Gardening might be the first step in beginning to create sustainability in our homes. Here, the garden is beginning to yield a satisfying bounty.
Above: beautiful broccoli. Probably should have been picked a day or two earlier, but look at this tight, huge head as compared to the one below. The top plant came from a garden center. The one below we started from seed. In all fairness, the ones we started from seed matured, formed a nice head, then bolted while we were camping last week-end. I'll harvest the side shoots.

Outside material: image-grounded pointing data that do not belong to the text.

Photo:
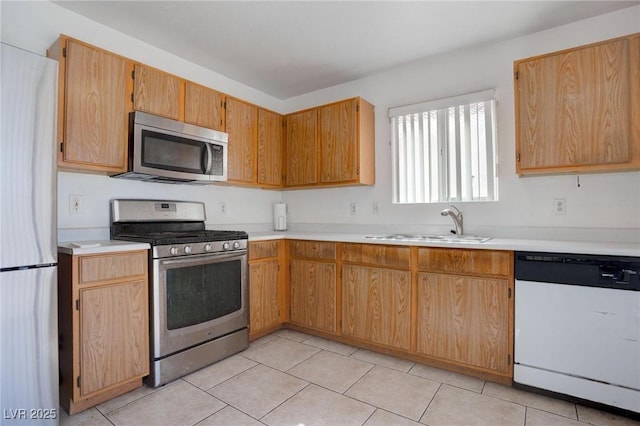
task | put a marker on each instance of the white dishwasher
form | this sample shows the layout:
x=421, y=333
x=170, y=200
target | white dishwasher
x=577, y=326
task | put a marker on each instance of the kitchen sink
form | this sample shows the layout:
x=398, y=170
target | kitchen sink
x=444, y=238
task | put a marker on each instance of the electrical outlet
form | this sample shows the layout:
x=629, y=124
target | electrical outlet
x=559, y=206
x=75, y=204
x=375, y=208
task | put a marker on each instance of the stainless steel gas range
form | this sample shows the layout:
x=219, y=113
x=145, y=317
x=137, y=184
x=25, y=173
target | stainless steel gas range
x=198, y=284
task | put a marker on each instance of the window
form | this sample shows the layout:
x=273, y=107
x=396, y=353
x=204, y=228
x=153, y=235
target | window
x=444, y=150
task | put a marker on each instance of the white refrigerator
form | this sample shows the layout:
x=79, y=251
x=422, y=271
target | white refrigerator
x=28, y=239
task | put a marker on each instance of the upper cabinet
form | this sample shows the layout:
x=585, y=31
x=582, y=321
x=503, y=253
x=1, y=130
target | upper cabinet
x=242, y=126
x=158, y=92
x=302, y=148
x=204, y=107
x=576, y=110
x=93, y=107
x=270, y=148
x=346, y=142
x=331, y=145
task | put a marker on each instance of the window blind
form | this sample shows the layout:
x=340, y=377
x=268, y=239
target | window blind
x=444, y=150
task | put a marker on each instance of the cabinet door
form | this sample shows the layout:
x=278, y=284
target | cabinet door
x=242, y=123
x=464, y=319
x=95, y=116
x=574, y=108
x=270, y=148
x=313, y=294
x=114, y=335
x=203, y=106
x=264, y=297
x=376, y=305
x=158, y=92
x=302, y=148
x=338, y=142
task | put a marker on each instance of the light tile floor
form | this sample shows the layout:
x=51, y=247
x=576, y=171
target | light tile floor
x=290, y=378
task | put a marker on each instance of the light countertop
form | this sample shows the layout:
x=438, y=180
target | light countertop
x=552, y=246
x=99, y=246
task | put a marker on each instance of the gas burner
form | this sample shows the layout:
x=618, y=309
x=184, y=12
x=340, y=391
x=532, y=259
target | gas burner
x=172, y=228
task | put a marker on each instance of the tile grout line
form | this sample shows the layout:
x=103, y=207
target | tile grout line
x=424, y=412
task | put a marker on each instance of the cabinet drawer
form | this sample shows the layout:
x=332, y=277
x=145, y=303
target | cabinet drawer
x=377, y=255
x=110, y=267
x=463, y=261
x=263, y=249
x=313, y=249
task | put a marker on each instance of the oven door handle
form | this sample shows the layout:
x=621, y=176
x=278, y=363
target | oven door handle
x=204, y=257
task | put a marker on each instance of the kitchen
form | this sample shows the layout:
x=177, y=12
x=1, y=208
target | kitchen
x=599, y=207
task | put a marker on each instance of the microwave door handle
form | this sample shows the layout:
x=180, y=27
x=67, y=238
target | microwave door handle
x=208, y=160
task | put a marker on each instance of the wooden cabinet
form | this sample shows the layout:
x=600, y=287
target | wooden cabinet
x=577, y=109
x=332, y=144
x=93, y=107
x=270, y=148
x=346, y=137
x=302, y=148
x=204, y=107
x=267, y=298
x=103, y=325
x=158, y=92
x=242, y=126
x=313, y=285
x=376, y=297
x=465, y=308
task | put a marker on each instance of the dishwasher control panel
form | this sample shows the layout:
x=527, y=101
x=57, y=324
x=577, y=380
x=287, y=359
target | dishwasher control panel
x=616, y=272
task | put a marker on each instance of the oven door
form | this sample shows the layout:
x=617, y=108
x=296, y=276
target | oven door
x=197, y=299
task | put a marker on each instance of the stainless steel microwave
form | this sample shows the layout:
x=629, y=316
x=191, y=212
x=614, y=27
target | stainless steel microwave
x=169, y=151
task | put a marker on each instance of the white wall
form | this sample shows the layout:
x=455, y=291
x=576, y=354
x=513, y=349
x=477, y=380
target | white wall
x=35, y=26
x=604, y=207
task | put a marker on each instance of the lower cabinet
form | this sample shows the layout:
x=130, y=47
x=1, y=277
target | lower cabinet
x=313, y=285
x=103, y=325
x=464, y=320
x=451, y=308
x=376, y=305
x=265, y=287
x=465, y=308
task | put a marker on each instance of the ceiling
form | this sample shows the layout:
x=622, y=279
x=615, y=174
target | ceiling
x=288, y=48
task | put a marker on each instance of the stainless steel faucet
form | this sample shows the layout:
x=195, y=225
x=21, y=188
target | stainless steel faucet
x=456, y=215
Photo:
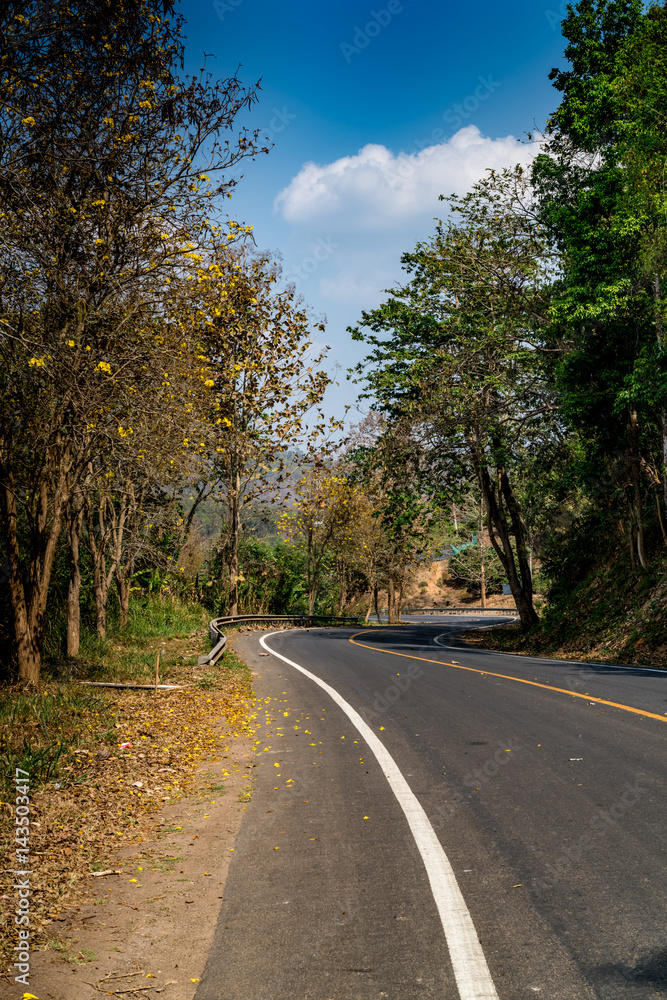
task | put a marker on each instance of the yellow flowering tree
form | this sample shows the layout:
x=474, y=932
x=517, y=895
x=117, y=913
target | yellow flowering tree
x=263, y=384
x=110, y=167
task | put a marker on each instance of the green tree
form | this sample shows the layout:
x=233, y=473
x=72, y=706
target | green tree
x=466, y=359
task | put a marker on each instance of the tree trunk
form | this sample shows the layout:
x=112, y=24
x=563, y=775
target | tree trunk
x=74, y=525
x=482, y=568
x=97, y=546
x=234, y=532
x=631, y=543
x=635, y=473
x=123, y=592
x=521, y=585
x=29, y=605
x=657, y=296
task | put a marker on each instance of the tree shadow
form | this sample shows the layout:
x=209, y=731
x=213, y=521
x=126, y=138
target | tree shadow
x=648, y=972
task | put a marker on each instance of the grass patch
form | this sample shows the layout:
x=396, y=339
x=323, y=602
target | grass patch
x=103, y=762
x=610, y=617
x=42, y=732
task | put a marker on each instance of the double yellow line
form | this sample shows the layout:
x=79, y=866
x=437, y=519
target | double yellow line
x=507, y=677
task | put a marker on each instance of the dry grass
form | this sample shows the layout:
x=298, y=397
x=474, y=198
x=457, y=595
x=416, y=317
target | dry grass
x=90, y=795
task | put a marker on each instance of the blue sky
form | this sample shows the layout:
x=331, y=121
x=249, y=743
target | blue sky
x=373, y=110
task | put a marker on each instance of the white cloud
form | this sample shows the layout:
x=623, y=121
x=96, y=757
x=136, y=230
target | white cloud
x=377, y=190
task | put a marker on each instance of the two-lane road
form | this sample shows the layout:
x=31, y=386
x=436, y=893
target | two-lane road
x=431, y=820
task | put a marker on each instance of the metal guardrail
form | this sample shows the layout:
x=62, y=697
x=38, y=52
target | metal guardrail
x=508, y=612
x=218, y=639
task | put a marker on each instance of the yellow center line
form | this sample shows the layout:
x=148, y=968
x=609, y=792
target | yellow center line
x=508, y=677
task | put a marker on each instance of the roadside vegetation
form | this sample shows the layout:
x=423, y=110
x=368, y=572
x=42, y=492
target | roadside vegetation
x=103, y=762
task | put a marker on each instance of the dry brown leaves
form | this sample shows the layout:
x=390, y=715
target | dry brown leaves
x=114, y=791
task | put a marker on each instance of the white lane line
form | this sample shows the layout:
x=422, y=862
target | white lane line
x=471, y=972
x=544, y=659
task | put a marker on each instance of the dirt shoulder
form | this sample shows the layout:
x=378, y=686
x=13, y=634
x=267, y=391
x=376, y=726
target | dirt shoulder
x=586, y=648
x=159, y=810
x=149, y=926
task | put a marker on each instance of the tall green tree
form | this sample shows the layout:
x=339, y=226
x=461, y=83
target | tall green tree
x=463, y=355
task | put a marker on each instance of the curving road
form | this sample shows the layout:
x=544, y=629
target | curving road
x=431, y=820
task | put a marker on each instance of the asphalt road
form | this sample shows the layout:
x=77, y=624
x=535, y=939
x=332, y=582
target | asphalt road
x=546, y=795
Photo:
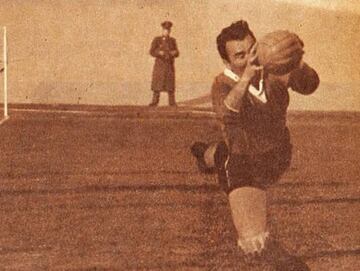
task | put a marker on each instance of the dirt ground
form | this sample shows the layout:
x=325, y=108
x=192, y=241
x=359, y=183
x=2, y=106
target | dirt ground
x=120, y=191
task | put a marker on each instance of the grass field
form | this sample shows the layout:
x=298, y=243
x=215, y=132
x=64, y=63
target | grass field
x=120, y=191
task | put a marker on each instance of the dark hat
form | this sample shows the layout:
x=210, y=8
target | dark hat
x=167, y=25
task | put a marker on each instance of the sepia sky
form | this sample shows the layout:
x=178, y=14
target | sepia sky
x=335, y=5
x=97, y=52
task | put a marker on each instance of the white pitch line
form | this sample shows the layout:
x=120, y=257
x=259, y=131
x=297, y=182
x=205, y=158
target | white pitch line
x=84, y=112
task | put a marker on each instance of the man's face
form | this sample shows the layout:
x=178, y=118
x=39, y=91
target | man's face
x=238, y=52
x=166, y=32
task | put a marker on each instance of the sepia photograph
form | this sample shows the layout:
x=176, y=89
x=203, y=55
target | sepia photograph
x=180, y=135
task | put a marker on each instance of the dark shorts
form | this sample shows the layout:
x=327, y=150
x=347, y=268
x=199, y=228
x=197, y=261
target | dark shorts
x=239, y=170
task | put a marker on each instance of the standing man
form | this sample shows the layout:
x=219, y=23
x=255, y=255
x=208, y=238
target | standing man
x=165, y=50
x=250, y=99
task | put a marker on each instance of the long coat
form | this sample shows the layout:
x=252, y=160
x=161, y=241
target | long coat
x=163, y=77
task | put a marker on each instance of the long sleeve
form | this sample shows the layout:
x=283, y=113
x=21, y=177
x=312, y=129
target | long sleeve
x=220, y=91
x=304, y=80
x=154, y=49
x=175, y=51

These potatoes vines came up all on their. We just didn't get around to planting potatoes this year, but guess what? Some potatoes must have been left in the ground when we dug them last fall. We have a very small crop of potatoes this year growing all on their own. So can I claim that my garden is edging its way to its own sustainability?
Passing on family reicpes might be another way to reach some level of sustainability. My mom made the best coleslaw. I think her secret was adding a bit of sugar to the dressing, but I never knew how she made her dressing, so I make up my own. This the prettiest cabbage thus far.
Not only is the head perfect, but so are the outer leaves. Some of the other cabbages aren't as pretty. I've seen those little white cabbage butterflies flitting around. Laying eggs.
Cabbage worm. He looks fat and healthy.
So tonight I carried in a pan full of fresh vegetables: zucchinis, a few potatoes, the first tomato, two huge heads of broccoli, foot long cucumbers, yummy sweet onions, a head of cabbage. The hens gave up a few eggs--they live in the garden, so eggs count, don't they? And one cabbage worm. Not bad for an evening's trip to the garden that started to see if the lime green zinnia had bloomed yet.
Here she is. I am so excited.
Next year I told the head gardener that I want a row dedicated to zinnias, one for glads, and one for sunflowers. I didn't plant any sunflowers this year. Next year big ones. Huge ones. Lots.
Don't you just love going to the grocery store and passing up buying potatoes--that are usually green under the skin and Martha Stewart says not to buy them if they are green, but sometimes what choice do we have--go without? Passing on a buck 89 tomatoes or onions shipped in from god knows where. Or eggs. Eggs that may be as old as 90 days. eeeek. I chuckle as I navigate my shopping cart right past the eggs. I even allow myself to gloat a bit.
Some are closer to sustainability than we are here at the Garden Spot. Were I younger with children at home, we might do more given that we have a small acreage--raise our own beef (could do that now, but we'd only end up making a pet out of the steer and couldn't sent it to slaughter); we could get a milk cow. My husband grew up on a dairy and knows exactly where milk comes from. He met a new neighbor who'd love to have fresh milk for her 5 children. Sure we could buy a cow jointly. She cold milk it. She grew up on a dairy too. Then we talked about all it takes to keep cow. That won't be happening. We could get a couple of sheep and shear them and spin wool and knit sweaters and socks. I don't spin. I don't know how to knit. I do relish the idea of being self reliant and love the fresh, clean, chemical free vegetables that our garden yields, but total sustainability just isn't going to be my goal, but I certainly do applaud those who are practicing a self sufficient life style, especially those raising their children to be self sufficient, self reliant, independent, and headed toward sustainability.
I hope you have great week. I need to buy a freezer.